Director David Fincher (SE7EN, GONE GIRL) keeps the camera moving and the pace brisk. He shows us just enough of each scene to make us want more. There’s a knack to that. Cinematographer Jeff Cronenweth, who works with Fincher a lot, manages to make a film shot mostly in basements and poorly lit rooms look perfect. It’s appropriately gritty, but you can still see the players. The soundtrack which includes music by the Dust Brothers and the Pixies is appropriately cynical and dark. Michael Kaplan designed the costumes for FIGHT CLUB, SE7EN, and BLADE RUNNER. He has a talent for combining vintage edginess with reality so people don’t look like they just stepped out of a pricey hipster boutique.

tyler
“Yeah, I’m a Viking. So what?” 

 Other than the direction, which is stellar, and the acting which is perfect, the writing stands out. Jim Uhls wrote the screenplay based on the Chuck Palahniuk novel and it’s cool.
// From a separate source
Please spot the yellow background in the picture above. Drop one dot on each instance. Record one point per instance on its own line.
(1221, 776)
The dialogue crackles and the little touches make this film stand out. The bit based on some biology texts Norton finds in the basement of the house written from the point of view of an organ runs throughout the film. I AM JACK’S MEDULLA OBLONGATA. I AM JILL’S NIPPLE. When Norton get’s jealous of Durden’s affection for Jared Leto’s character, he says, “I AM JACK’S INFLAMED SENSE OF REJECTION.” Later he says, “I AM JACK’S SMIRKING REVENGE.” after getting back at his boss. It works. The elaborate pranks Durden and his followers pull entertain as well. Busting the headlights of pretentious cars, degaussing videotapes, blowing up window displays all serve to advance Durden’s anti-consumer agenda and make the audience laugh. Even the pranks we don’t see play a role. Press clippings of the group’s exploits read Police Seize Excrement Catapult and Missing Monkeys Found Shaved.

billboard
I did not know that. 

 Of course the concepts behind FIGHT CLUB involve something deeper than some goofs setting fires and flinging poop. Themes of consumerism, complacency, the feminization of men, and isolation run throughout the film and Durden and Norton get into some deep conversations after a few beers.

FIGHT CLUB works as a comedy, an off-kilter buddy film, and a modern love story. The production team, cast, and especially the writers created a clever and thought-provoking film that stands repeated viewings without diminishing its impact.

clever

I AM JACK’S COMPLETE LACK OF SURPRISE.